GOP lawmaker looks to address racial disparities in maternal mortality rates
Rep. Jaime Herrera Beutler (R-Wash.) says little has been done to address the alarming racial disparities in maternal deaths.
In an interview with Hill.TV’s new morning show “Rising,” Herrera Beutler noted that the U.S. has a higher maternal death rate than some developing countries.
“The U.S. right now is worse than Iran. They’re maternal death rate is lower than ours per hundred thousand births,” she said.
The risk of pregnancy-related deaths for African-American women is three to four times higher than for white women.
“For African-American women in New Jersey, the death rate was around 79 per hundred thousand births. On average nationwide, it’s around 40. For white women, it’s around 14 per hundred thousand,” said Herrera Beutler, who has introduced the Preventing Maternal Deaths Act. This bill is aimed at establishing state-based maternal mortality review committees to determine why women are dying from pregnancy-related deaths.
“We have over 130 co-sponsers that would put in place a maternal review committee. In every state, we would investigate every maternal death. It’s shocking to think in 21st century America, we don’t have the answers to this,” Herrera Beutler said.
The Washington Republican thinks more details are needed to better understand both direct and underlying causes that lead to pregnancy-related deaths.
“What I’ve found is it’s racial, it’s regional, it’s class, it’s gender — there are disparities throughout health care and depending on where you’re at, we find the answer, which is why we have to investigate each and every maternal death,” Herrera Beutler said.
Herrera Beutler has a personal connection to the issue.
She experienced complications with her first child while serving her second term in Congress.
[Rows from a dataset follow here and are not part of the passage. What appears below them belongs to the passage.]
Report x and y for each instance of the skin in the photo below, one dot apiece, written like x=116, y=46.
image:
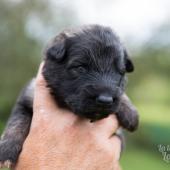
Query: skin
x=58, y=139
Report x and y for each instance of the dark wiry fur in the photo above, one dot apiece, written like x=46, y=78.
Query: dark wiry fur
x=80, y=66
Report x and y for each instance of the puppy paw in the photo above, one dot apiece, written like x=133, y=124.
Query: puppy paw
x=9, y=152
x=127, y=115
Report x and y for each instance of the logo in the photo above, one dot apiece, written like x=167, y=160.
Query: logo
x=165, y=151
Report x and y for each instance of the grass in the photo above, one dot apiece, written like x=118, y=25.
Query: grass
x=139, y=159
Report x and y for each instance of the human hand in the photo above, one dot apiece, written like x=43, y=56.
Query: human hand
x=58, y=139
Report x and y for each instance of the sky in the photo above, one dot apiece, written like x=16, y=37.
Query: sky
x=130, y=18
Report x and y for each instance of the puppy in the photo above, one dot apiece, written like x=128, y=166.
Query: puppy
x=85, y=71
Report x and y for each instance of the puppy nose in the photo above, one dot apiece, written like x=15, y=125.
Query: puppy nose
x=104, y=99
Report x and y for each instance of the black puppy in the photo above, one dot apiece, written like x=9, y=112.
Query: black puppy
x=85, y=71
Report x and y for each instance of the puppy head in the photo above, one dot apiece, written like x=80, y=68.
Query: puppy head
x=85, y=70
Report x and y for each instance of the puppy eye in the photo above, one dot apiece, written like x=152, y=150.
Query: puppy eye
x=81, y=69
x=75, y=71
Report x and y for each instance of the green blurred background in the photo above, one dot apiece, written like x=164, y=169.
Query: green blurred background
x=27, y=25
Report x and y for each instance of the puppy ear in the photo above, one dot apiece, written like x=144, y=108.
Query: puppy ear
x=56, y=50
x=128, y=63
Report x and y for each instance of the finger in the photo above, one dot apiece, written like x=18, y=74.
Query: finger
x=107, y=126
x=116, y=145
x=42, y=97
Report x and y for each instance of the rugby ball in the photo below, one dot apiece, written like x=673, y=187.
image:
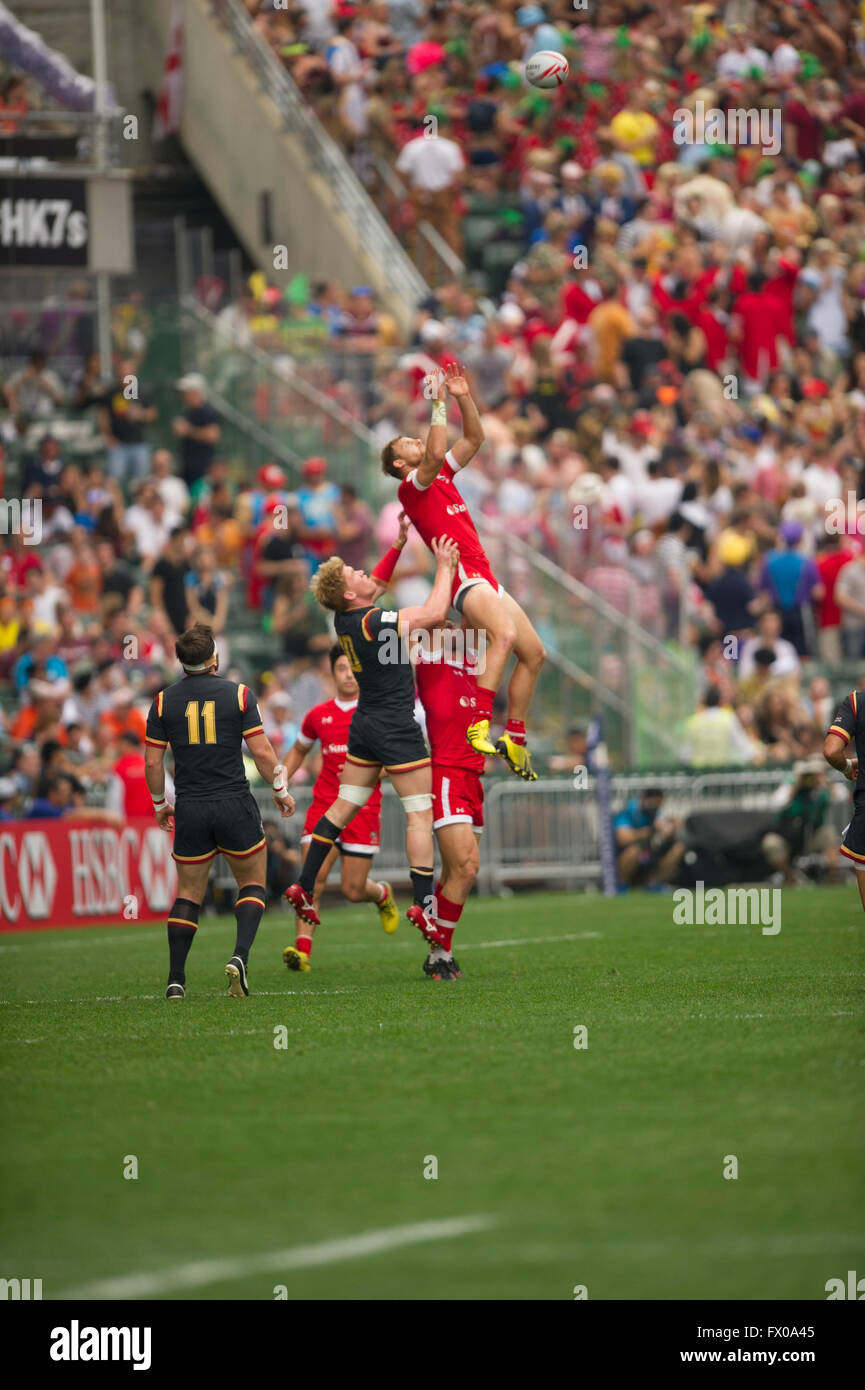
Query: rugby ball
x=587, y=488
x=547, y=68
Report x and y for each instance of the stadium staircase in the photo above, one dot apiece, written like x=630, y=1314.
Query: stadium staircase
x=270, y=166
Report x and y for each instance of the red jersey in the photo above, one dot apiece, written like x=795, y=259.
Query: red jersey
x=330, y=724
x=440, y=510
x=448, y=691
x=136, y=797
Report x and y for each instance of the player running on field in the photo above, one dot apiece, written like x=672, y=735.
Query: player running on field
x=849, y=726
x=383, y=731
x=447, y=685
x=205, y=719
x=434, y=503
x=359, y=841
Herrera Beutler was the ninth lawmaker in history to have a baby while serving in Congress.
Herrera Beutler’s daughter was born with a rare and typically fatal condition known as Potter syndrome, a condition the lawmaker said doctors told her at the time was “100 percent fatal.”
“I was about five months pregnant and they said ‘there’s no way this baby is going to live,’ ” she said. “That changes your world. It gets your attention.”
After Herrera Beutler received saline injections into the womb, her daughter became the first child with Potter syndrome known to have survived.
UPDATE: This story was updated on June 19 at 12:24 p.m.